# Réalisation d'un hackintosh



## iLoris41 (5 Mai 2021)

Bonjour/bonsoir à tous !

Utilisateur de mac depuis toujours, j'ai récemment monté une tour pc utilisé jusqu'à maintenant sous Windows :​

*Carte mère :* Gigabyte Z490 Aorus Elite AC (wifi intégré)​
*Processeur :* i7-10700K​
*Mémoire vive : *Corsair Vengeance LPX 16go (2x8) DDR4 3200MHz C16 XMP 2.0​
*SSD système : *Samsung 970 Evo Plus Nvme M.2 500go​
*SSD stockage : *x2 Crucial BX500 1To SATA​

Je souhaiterais réalisé avec cet ordinateur un hackintosh tournant sous Mac OS Catalina, ma configuration matériel est-elle tout d'abord viable ?

J'ai déjà fait quelque recherche et ma configuration semble compatible. Si tel est le cas, alors je souhaiterais me lancer.


Je sais installer un système Windows/Mac OS de manière officiel, je suis toujours réussi à venir à bout des problèmes informatique de base en faisant des recherches sur internet, mais mes connaissances s'arrêtent ici. Je suis par contre très persévérant et j'ai très envie de me lancer dans cette aventure, même si je sais que ça va être de longue haleine.

Après pas mal de recherche sur les forums français et anglophone (mon niveau d'anglais est pas fous mais ça progresse), après avoir visionné des vidéos, j'ai pris connaissance de Open Core, Clover, etc... Mais je me retrouve déjà un peu perdu, je ne sais pas par où commencer...

Cet ordinateur me serviras seulement à faire de la musique assisté par ordinateur (avec Logic Pro X que j'utilise depuis longtemps d'ou le souhait de rester sur mac).

Je dispose d'un MacBook Pro pour récupérer Mac OS Catalina, et de clefs USB conséquente pour créer le dispositif d'amorçage.


Voilà, je vient donc vous demander de m'aiguiller dans ce projet ! J'effectuerais également des recherches de mon côté bien entendu, merci à tous d'avance !​


----------



## ericse (5 Mai 2021)

Bonjour,
C'est un conseil perso, et d'autres peuvent légitimement penser le contraire : part sur OpenCore, en suivant leur tuto à la lettre et étape par étape. Je sais c'est long et rébarbatif, mais à la fin ça marche, et surtout tu sais pourquoi 
Celui-là : https://dortania.github.io/OpenCore-Install-Guide/
Bon Hackintosh


----------



## iLoris41 (5 Mai 2021)

ericse a dit:


> Bonjour,
> C'est un conseil perso, et d'autres peuvent légitimement penser le contraire : part sur OpenCore, en suivant leur tuto à la lettre et étape par étape. Je sais c'est long et rébarbatif, mais à la fin ça marche, et surtout tu sais pourquoi
> Celui-là : https://dortania.github.io/OpenCore-Install-Guide/
> Bon Hackintosh


Après quelques recherche ce soir, j'ai effectivement vu qu'OpenCore avait l'air très intéressant ! Je vais lire le guide, et surtout essayer de le comprendre avant de me lancer.

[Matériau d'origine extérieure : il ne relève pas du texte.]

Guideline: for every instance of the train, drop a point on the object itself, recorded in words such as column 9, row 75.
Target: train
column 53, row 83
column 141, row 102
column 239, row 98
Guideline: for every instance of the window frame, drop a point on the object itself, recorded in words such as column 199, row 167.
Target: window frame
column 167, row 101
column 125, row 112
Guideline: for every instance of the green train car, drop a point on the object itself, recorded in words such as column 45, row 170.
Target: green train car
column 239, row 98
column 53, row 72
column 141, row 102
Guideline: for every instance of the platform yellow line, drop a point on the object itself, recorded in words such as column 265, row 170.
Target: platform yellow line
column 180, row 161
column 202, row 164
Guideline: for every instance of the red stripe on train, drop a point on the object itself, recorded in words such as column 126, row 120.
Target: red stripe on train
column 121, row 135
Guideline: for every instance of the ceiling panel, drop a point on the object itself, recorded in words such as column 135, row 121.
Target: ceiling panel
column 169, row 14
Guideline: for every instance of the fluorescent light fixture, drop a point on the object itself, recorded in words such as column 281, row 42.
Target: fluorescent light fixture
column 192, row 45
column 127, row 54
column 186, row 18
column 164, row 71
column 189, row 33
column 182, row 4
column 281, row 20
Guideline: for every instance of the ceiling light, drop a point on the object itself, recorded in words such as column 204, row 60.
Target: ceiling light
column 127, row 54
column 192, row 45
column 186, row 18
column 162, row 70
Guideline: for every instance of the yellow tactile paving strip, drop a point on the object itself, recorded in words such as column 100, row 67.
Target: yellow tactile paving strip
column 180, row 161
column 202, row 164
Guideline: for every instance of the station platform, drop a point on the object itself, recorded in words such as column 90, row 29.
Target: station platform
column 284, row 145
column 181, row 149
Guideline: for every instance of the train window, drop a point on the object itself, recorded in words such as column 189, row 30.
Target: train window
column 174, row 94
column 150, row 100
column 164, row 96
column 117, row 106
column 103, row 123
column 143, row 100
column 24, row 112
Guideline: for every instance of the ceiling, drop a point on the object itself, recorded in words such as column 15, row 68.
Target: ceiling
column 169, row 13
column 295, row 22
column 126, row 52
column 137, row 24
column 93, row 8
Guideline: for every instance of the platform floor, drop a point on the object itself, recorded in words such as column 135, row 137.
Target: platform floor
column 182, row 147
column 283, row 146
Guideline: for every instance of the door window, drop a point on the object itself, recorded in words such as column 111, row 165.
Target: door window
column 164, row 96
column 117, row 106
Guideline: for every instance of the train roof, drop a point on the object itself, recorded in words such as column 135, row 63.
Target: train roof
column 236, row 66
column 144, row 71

Merci pour cette première réponse !


----------



## flotow (7 Mai 2021)

ericse a dit:


> Bonjour,
> C'est un conseil perso, et d'autres peuvent légitimement penser le contraire : part sur OpenCore, en suivant leur tuto à la lettre et étape par étape. Je sais c'est long et rébarbatif, mais à la fin ça marche, et surtout tu sais pourquoi
> Celui-là : https://dortania.github.io/OpenCore-Install-Guide/
> Bon Hackintosh


Tout dépend à la vitesse où tu arrives à tout faire marcher. 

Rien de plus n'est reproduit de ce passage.